Other key differences revolve around brokerage fees and tax efficiencies with ETFs and Index funds being more tax-efficient than mutual funds. (An investment advisor can help you break down your best option).
6. Asset Allocation
Investopedia defines asset allocation as "an investment strategy that aims to balance risk and reward by apportioning a portfolio's assets according to an individual's goals, risk tolerance, and investment horizon". It's pretty much your personalized investment plan based on your financial goals.
7. Capital Gains
This is the increase in the value of your investment that makes is higher than your original purchase price. The gains are not realized until the asset is sold though.
8. Expense Ratio
These are the annual fees that funds e.g. mutual funds charge their shareholders. These fees include fund management fees, administrative fees and other fees related to operating the fund on your behalf.
9. Price to Earnings Ratio (P/E)
This is a company's market value per share and a way by which companies are valued.
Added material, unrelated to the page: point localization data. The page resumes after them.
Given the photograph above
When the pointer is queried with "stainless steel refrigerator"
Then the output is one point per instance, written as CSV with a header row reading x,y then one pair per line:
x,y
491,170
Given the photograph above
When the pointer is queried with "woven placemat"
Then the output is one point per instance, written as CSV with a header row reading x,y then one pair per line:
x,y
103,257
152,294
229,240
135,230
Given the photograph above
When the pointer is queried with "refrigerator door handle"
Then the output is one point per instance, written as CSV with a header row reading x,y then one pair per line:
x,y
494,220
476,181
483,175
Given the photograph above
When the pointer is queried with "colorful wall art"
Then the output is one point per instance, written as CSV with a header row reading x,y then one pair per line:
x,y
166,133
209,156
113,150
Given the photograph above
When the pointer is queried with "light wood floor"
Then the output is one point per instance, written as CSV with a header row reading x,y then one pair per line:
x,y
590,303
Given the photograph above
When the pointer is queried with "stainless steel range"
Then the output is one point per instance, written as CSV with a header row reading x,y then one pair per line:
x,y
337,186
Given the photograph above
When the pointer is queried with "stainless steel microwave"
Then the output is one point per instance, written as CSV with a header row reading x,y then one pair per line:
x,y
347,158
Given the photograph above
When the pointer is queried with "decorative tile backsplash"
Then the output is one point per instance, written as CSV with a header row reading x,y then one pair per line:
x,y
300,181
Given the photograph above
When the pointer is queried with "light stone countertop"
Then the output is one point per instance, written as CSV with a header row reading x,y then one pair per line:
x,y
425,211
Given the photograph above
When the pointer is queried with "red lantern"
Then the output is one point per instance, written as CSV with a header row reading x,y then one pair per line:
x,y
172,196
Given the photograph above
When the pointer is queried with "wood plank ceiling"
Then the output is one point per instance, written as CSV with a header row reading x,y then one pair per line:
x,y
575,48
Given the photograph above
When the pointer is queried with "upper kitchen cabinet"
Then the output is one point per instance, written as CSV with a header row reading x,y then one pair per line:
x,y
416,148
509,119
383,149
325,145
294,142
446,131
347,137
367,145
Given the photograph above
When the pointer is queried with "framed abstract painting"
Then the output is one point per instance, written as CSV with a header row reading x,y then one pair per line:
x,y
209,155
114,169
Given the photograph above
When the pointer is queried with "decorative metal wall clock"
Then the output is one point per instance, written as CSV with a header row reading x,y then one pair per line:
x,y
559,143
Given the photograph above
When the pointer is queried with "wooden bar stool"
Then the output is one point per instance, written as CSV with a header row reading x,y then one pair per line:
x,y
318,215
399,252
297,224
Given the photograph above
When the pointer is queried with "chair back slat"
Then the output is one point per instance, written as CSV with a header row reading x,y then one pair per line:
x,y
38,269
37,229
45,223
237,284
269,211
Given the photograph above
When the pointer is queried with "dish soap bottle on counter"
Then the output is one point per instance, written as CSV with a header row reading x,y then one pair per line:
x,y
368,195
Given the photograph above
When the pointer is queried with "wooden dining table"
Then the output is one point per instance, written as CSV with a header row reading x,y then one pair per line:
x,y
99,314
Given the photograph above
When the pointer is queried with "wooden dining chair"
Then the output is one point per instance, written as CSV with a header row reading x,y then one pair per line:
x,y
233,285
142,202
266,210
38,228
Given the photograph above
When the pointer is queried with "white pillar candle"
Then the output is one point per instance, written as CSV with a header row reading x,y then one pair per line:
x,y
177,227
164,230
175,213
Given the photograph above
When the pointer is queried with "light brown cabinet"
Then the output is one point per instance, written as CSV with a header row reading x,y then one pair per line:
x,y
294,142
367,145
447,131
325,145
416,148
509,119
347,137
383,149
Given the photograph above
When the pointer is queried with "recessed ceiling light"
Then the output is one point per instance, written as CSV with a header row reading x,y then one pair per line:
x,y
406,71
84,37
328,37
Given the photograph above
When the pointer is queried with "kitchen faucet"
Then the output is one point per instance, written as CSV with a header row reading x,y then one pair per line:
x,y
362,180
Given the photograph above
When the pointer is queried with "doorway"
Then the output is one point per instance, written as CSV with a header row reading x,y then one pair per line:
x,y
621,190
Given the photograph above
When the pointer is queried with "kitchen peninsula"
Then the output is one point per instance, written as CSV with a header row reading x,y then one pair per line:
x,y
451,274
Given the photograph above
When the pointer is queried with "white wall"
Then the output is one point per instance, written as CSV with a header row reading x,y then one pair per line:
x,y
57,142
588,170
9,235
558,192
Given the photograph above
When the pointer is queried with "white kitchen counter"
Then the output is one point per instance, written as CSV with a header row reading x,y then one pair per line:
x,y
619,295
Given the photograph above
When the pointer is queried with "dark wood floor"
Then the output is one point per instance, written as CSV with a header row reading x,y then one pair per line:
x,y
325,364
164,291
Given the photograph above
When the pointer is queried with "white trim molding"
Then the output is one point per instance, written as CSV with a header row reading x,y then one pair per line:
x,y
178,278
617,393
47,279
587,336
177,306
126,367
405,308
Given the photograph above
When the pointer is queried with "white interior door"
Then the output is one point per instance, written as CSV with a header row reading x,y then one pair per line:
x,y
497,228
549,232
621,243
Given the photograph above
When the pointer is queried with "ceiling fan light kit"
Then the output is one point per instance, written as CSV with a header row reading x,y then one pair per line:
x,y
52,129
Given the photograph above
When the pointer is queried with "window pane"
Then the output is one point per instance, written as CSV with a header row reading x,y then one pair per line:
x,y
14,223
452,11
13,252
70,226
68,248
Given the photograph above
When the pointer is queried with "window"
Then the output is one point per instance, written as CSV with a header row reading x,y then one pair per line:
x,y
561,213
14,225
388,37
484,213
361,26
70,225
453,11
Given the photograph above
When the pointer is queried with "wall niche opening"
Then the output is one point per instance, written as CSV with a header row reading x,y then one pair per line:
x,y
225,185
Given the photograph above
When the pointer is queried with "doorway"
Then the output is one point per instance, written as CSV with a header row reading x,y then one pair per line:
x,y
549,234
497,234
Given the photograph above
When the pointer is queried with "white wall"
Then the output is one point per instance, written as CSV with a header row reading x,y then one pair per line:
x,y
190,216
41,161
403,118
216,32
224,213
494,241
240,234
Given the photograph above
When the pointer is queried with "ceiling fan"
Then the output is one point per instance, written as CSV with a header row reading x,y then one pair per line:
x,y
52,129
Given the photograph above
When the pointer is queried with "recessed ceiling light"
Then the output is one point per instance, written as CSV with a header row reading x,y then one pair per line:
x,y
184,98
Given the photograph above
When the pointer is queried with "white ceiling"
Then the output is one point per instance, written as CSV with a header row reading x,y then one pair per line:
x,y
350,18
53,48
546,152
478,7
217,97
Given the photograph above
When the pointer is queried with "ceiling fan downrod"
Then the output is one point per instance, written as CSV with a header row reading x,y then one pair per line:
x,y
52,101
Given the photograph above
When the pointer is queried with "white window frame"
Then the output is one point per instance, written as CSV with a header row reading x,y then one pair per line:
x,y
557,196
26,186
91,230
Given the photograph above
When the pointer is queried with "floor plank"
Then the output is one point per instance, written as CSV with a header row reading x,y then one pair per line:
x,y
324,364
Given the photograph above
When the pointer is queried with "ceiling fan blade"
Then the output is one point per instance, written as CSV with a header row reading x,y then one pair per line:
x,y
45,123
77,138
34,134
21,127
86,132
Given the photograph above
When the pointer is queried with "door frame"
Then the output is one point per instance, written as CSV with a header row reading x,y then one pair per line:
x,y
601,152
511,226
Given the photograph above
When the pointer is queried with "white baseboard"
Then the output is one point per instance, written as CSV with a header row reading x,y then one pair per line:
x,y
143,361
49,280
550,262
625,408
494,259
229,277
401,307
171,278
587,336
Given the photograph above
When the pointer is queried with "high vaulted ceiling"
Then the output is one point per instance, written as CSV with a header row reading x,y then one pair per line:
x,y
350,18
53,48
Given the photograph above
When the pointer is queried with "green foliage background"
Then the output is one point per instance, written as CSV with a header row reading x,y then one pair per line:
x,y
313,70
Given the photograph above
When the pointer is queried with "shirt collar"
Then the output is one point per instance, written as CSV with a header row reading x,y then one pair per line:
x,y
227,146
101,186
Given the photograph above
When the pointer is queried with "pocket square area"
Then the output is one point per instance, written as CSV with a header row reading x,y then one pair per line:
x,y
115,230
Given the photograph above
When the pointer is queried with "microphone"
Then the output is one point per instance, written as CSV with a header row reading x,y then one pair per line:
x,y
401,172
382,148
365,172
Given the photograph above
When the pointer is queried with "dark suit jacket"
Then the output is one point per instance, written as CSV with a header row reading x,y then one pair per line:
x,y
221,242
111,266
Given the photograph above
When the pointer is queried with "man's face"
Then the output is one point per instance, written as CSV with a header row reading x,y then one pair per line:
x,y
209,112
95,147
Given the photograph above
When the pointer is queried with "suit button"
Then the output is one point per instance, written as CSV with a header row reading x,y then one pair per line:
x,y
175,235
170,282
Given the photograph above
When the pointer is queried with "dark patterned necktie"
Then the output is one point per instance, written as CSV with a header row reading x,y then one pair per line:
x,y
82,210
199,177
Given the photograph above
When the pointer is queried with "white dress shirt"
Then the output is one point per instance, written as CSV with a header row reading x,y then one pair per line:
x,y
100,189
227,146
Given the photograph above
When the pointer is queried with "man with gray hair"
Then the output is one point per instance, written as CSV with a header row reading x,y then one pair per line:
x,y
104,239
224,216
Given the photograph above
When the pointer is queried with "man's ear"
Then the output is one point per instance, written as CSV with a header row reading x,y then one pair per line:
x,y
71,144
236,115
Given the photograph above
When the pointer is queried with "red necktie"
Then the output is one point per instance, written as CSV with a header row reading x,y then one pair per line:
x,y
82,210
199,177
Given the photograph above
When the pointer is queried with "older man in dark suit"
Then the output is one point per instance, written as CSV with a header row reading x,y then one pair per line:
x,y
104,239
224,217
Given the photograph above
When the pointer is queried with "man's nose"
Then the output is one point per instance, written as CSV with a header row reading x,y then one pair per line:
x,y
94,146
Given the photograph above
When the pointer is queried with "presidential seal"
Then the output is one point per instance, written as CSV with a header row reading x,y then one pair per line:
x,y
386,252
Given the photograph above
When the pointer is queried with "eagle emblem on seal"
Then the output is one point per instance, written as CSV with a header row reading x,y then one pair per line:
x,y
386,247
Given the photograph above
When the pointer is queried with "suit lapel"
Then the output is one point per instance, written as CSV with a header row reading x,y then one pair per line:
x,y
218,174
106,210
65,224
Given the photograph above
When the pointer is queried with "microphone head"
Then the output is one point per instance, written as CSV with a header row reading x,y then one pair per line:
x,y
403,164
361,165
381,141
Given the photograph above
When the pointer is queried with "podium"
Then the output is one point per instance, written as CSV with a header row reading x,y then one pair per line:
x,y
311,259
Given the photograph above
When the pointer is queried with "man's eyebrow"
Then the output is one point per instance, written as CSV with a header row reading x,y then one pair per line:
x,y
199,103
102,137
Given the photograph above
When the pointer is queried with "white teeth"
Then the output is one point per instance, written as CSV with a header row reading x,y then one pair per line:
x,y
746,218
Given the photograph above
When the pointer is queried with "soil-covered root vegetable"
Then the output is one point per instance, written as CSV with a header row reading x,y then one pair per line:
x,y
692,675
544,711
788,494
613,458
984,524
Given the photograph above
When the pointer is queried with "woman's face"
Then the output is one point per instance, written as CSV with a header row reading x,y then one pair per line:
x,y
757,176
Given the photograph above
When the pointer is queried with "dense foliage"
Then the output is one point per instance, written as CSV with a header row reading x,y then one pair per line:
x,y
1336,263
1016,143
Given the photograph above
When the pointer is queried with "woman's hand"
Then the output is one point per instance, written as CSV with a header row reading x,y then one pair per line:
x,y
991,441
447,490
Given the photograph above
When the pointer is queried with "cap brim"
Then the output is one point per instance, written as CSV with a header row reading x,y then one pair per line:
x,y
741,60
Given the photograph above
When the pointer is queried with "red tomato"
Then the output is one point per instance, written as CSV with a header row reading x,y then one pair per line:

It's calculated by taking the current stock price and dividing it by the company's earnings per share.
The dummies.com website further breaks it down as "The price-to-earnings ratio or P/E indicates how much investors are willing to pay for each dollar of profit they stand to earn per year.
For example, if an investor buys a stock with a P/E of 15, he’s willing to pay $15 for each dollar of profit, or 15 times the earnings for one share of stock. Another way to look at it is that it will take 15 years to earn back your investment in company profits".
In simple terms, this is not putting all your eggs in one basket. It's putting your money in a mix of investments to minimize your overall risk.
A prospectus is a legal document filed with the SEC (Securities and Exchange Commission) that provides details of an investment that is publicly made available for sale.
Investing in the stock market might seem and sound complex but if you make the effort to learn how it works, you'll be surprised at how quickly it all starts to make sense!